Em seguida, ele ressaltou os benefícios que a lei pode trazer, como a penalização do acesso ilegal a computadores e dados ou atentados a servidores públicos e de segurança. Por diversas vezes, foi vaiado ou houve tentativa de interrupção da sua fala.
Regulamentação necessária
O desembargador Botelho, que auxiliou na redação do projeto de lei, abriu a participação na mesa classificando o debate como “uma discussão acertada, genuinamente democrática, com especialistas em tecnologia”.
Botelho afirmou que “dizer que não há necessidade de regulação [da internet] é preocupante, pois crimes autorais de software são realidade. O direito penal tem que educar preventivamente. É preciso de uma disciplina que eduque para a punição”.
Essas afirmações geraram protestos por meio dos notebooks, nos quais se lia: “O Rly?” ['Oh, really?', expressão que expressa sarcasmo, bastante usada entre internautas]” e “Disciplina Ditaturativa” [sic].
Crime no iPod
Ronaldo Lemos, professor da Fundação Getulio Vargas, reiterou seu raciocínio de ontem, em defesa de uma legislação civil para o internauta, que preceda a legislação penal.
“O direito penal é aplicado quando todo o restante dá errado. O projeto de lei se inspira na Convenção de Budapeste, mas os países que adotaram o acordo já tinham regulamentação civil para a internet.
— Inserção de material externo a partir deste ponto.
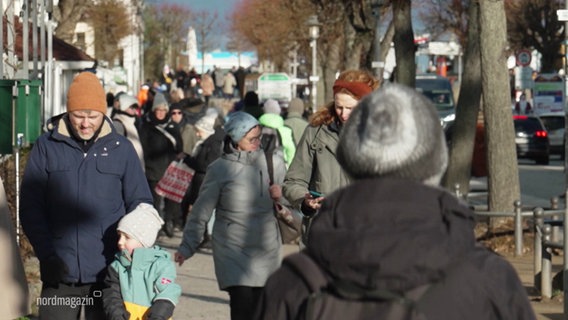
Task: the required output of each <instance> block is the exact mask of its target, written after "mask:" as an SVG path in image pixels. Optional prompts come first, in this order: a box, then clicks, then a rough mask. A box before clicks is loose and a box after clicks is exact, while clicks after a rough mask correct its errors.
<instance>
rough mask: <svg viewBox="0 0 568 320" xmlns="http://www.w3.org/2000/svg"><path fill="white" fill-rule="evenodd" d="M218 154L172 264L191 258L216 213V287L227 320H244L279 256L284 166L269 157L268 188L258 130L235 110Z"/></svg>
mask: <svg viewBox="0 0 568 320" xmlns="http://www.w3.org/2000/svg"><path fill="white" fill-rule="evenodd" d="M224 129H225V132H226V135H227V136H226V138H225V144H224V150H223V154H222V156H221V157H220V158H219V159H217V160H215V161H214V162H213V163H212V164H211V165H210V166H209V168H208V169H207V172H206V173H205V178H204V180H203V184H202V185H201V189H200V190H199V197H198V198H197V200H196V201H195V204H194V205H193V210H192V212H191V214H190V215H189V219H188V220H187V223H186V225H185V229H184V231H183V240H182V243H181V244H180V246H179V248H178V250H177V252H176V253H175V255H174V257H175V261H176V262H178V263H179V264H180V265H181V264H183V262H184V261H185V260H186V259H188V258H190V257H191V256H193V255H194V254H195V252H196V251H197V247H198V245H199V243H200V242H201V240H202V238H203V233H204V230H205V228H206V224H207V222H208V221H209V218H210V217H211V214H212V212H213V210H215V214H216V218H215V222H214V226H213V261H214V264H215V275H216V278H217V282H218V284H219V288H220V289H221V290H225V291H228V292H229V297H230V302H229V304H230V308H231V320H241V319H243V320H248V319H251V316H252V314H253V312H254V310H255V308H256V306H257V301H258V298H259V296H260V292H261V290H262V287H263V286H264V283H265V281H266V279H267V278H268V276H269V275H270V274H271V273H272V272H273V271H274V270H276V269H277V268H278V266H279V265H280V262H281V258H282V252H281V242H282V240H281V239H280V232H279V230H278V226H277V223H276V221H275V217H274V209H273V201H275V200H279V199H280V198H281V196H282V190H281V187H280V183H281V182H282V180H283V178H284V173H285V171H286V165H285V163H284V159H283V158H282V157H281V156H278V155H277V154H276V153H275V154H273V155H272V157H273V158H272V160H273V164H274V165H273V168H274V184H272V185H270V184H269V180H270V179H269V178H268V168H267V161H266V155H265V153H264V151H263V150H262V149H261V148H260V136H261V129H260V125H259V123H258V121H257V120H256V119H255V118H254V117H253V116H251V115H250V114H248V113H245V112H235V113H233V114H231V115H230V116H229V119H228V121H227V122H226V123H225V128H224Z"/></svg>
Os EUA, por exemplo, adotaram parcialmente o que foi tratado”, afirmou.
Segundo Lemos, uma simples troca de arquivos via iPod já tipificaria o enquadramento pelo artigo 285-a, que prevê de um a três anos de prisão.
O sociólogo Sérgio Amadeu, por sua vez, classificou a redação do projeto de lei como “absurda”. “Se o usuário transferir uma música de um podcast para um CD, já viola a lei”, afirmou. “A RIAA [Associação de Indústria Fonográfica da América, sigla em inglês] processa, atualmente, 18 mil adolescentes nos EUA. Não podemos concordar com essa redação.”
O mais preocupante, de acordo com Amadeu, é o artigo 22, que determina aos provedores a manutenção dos dados de conexão. “Ou seja, universidades com milhares de acessos terão que guardar dados. A lei não irá punir o criminoso, ao contrário. A lei é um atraso”, disse ele, sob aplauso intenso dos espectadores.
Com relação aos provedores de acesso, o projeto cria quatro obrigações: manter por três anos dados de endereçamento eletrônico de origem, hora e data da conexão; preservar, após requisição judicial, informações requisitadas; e informar em sigilo à autoridade competente denúncia que tenha tomado conhecimento e que contenha indícios de crime.
A multa para o provedor que não cumprir as determinações da lei varia de R$ 2.000 a R$ 100 mil.